President Donald Trump won't be the only one trying to send a message when he delivers his first State of the Union address.
A look at some of the ways lawmakers are using the speech to make a point:
Many female Democratic lawmakers plan to follow the lead of celebrities at this year's Golden Globe Awards by wearing black to the State of the Union.
Allegations of sexual harassment have had a big impact on Capitol Hill in recent months, forcing resignations and retirements on both sides of the political aisle as well as ongoing Ethics Committee investigations.
"Wearing black to #SOTU isn't about Trump," tweeted Rep. Lois Frankel, D-Fla. "It's about showing solidarity with a movement- from hotels to farm fields, to Congress, we're standing with workers to end sexual harassment in all workplaces."
Some lawmakers are also bringing attention to the issue through the guest they have invited to the State of the Union. Rep. Annie Kuster, D-N.H., has invited Chessy Prout, a victim of sexual assault while she attended high school.
"The conversation about sexual harassment and assault in our nation is long overdue, but through the efforts of Chessy and the #MeToo movement, it is finally gaining steam," Kuster said.
FACES OF IMMIGRATION
Dozens of young immigrants will be sitting in the House gallery overlooking the president as he speaks. Minority Leader Nancy Pelosi, Democratic Whip Steny Hoyer and other Democratic lawmakers invited them to put a face on an immigration debate that is dominating Congress's attention.
The guests are among the nearly 700,000 people who received protection from deportation under the Obama-era Deferred Action for Childhood Arrivals program.
Trump canceled the program last year but gave Congress until March to come up with a legislative fix.
The "Dreamers" in the gallery include aspiring nurse Karen Bahena of San Diego and Virginia high school student Nicolle Uria, who was brought into the United States as a 1-year-old. Bahena is the guest of Rep. Scott Peters, D-Calif. Uria is the guest of Rep. Gerry Connolly, D-Va.
"This country is all she has ever known and through her volunteer work she has made our community better," Connolly said.
Rep. Kevin Cramer, R-N.D., is also making a statement on immigration. His guest, Tommy Fisher, is president of a company that was given a contract to develop a prototype wall along the U.S. border with Mexico.
"As Congress develops comprehensive immigrant enforcement legislation, I am proud to know a North Dakota company is a finalist to construct the border wall between our nation and Mexico," Cramer said.
At least eight Democratic lawmakers have announced they are boycotting the president's address: Reps. Earl Blumenauer of Oregon, Pramila Jayapal of Washington, John Lewis of Georgia, Frederica Wilson of Florida, Gregory Meeks of New York, Maxine Waters of California and Bobby Rush and Jan Schakowsky of Illinois.
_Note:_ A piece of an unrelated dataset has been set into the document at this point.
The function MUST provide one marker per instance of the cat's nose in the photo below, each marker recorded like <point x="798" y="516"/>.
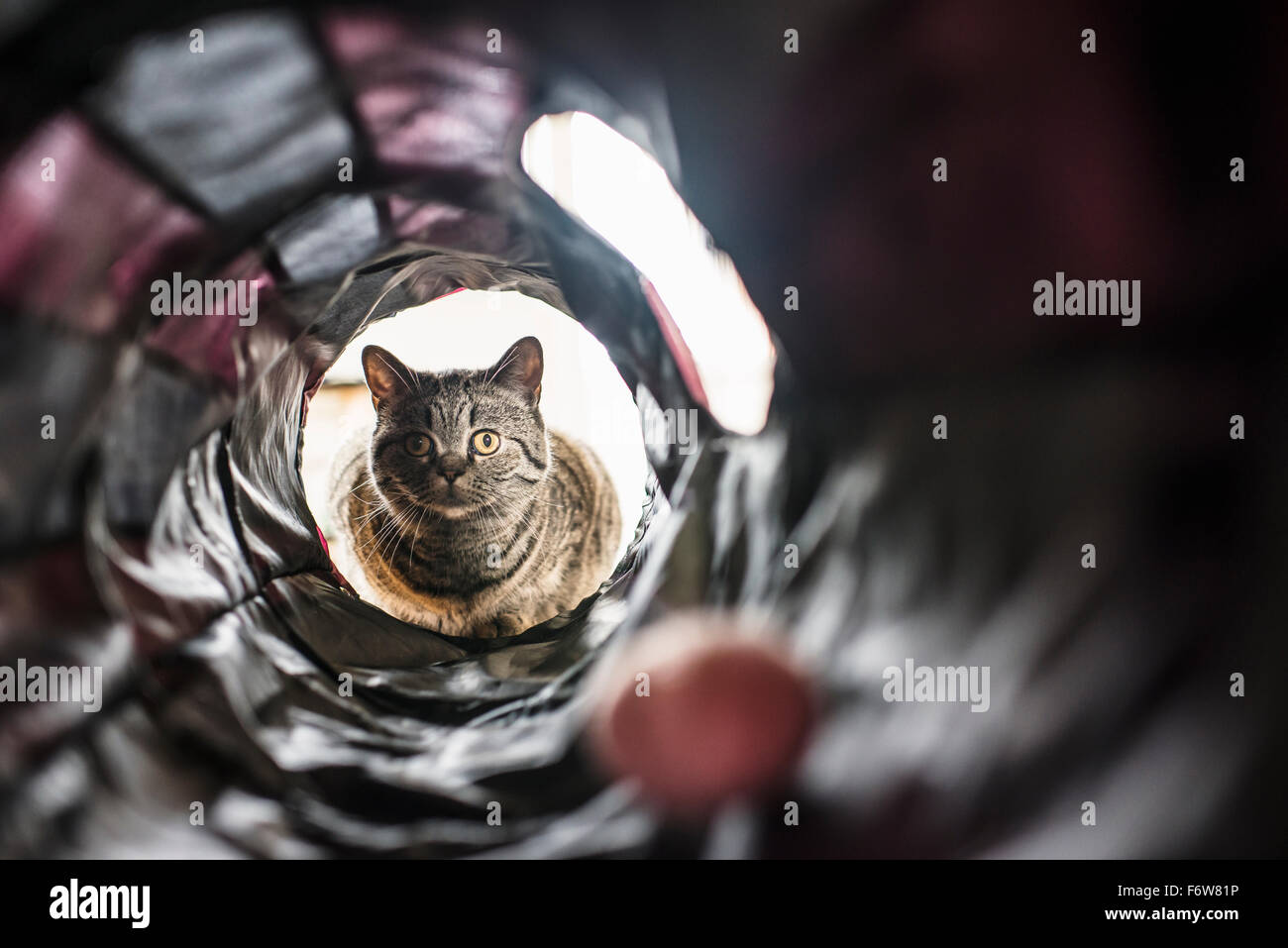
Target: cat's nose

"Rather than listening to yet another destructive and divisive speech by Trump, I will not attend this year's annual address to Congress," said Blumenauer, who also skipped the Trump inauguration.
THE SCIENCE GUY
Bill Nye the Science Guy is also on the guest list. The harsh critic of Trump's environmental policies is the guest of Republican Rep. Jim Bridenstine, Trump's nominee to serve as the next administrator of NASA.
Nye said he has enjoyed a productive working relationship with Bridenstine on space issues.
Democratic lawmakers have been highly critical of Bridenstine, saying that placing a politician at the head of the agency, instead of someone steeped in the sciences, would be a mistake. A Senate committee approved Bridenstine's nomination on a party-line vote, but the full Senate hasn't yet taken it up.
"I hope to hear the president present plans for an ambitious, science-driven space exploration agenda," Nye said.
Rep. Joe Kennedy of Massachusetts will deliver the Democratic response to the president's address. He is the grandson of Robert F. Kennedy, the former senator and U.S. attorney general, and the son of former Rep. Joseph Kennedy II, who served in the House from 1987 to 1999. Democratic leaders are pitching Kennedy as someone who can champion Democratic policies to the middle class.